今まで通っていた学校とは一応話し合いの場を持ったけれど、結果として通学は難しいという結論になった。
奇異の目にさらされながら通えるだけの覚悟も俺には無かった。
要も一緒に転校すると言って聞かなかった。
勿論、俺も学校も止めた。
俺が辞めるからといって、要まで辞める必要は何一つないのだ。
わざわざ大変な道を選ぶ必要はない。
そう言った俺に要は笑っていた。
「誠一の居ない学校に通っても意味がないだろう。

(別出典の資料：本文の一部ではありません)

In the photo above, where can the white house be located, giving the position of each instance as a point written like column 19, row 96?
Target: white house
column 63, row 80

」
前に、俺が堤に会うためだけに高校通ってたって言ったら信じるか?と言われたことをその時思い出した。
冗談だと言っていた筈だ。
何度も話合って、それでも要は折れず、結局二人で転校することになった。
要は、執筆活動に集中できると喜んでいた。
それすら、俺の登録費用が莫大だったためじゃないかと、俺の所為なのではないかと、言ってしまいたかったけれど言えなかった。
お金のこと、将来のことよりも要に嫌われることが怖かった。
レストランへ食事に行くとしても、要が個室を予約しているか、貸切にしていることを知っていた。
要は些細なことだと言っていて、事実そう思っている様だった。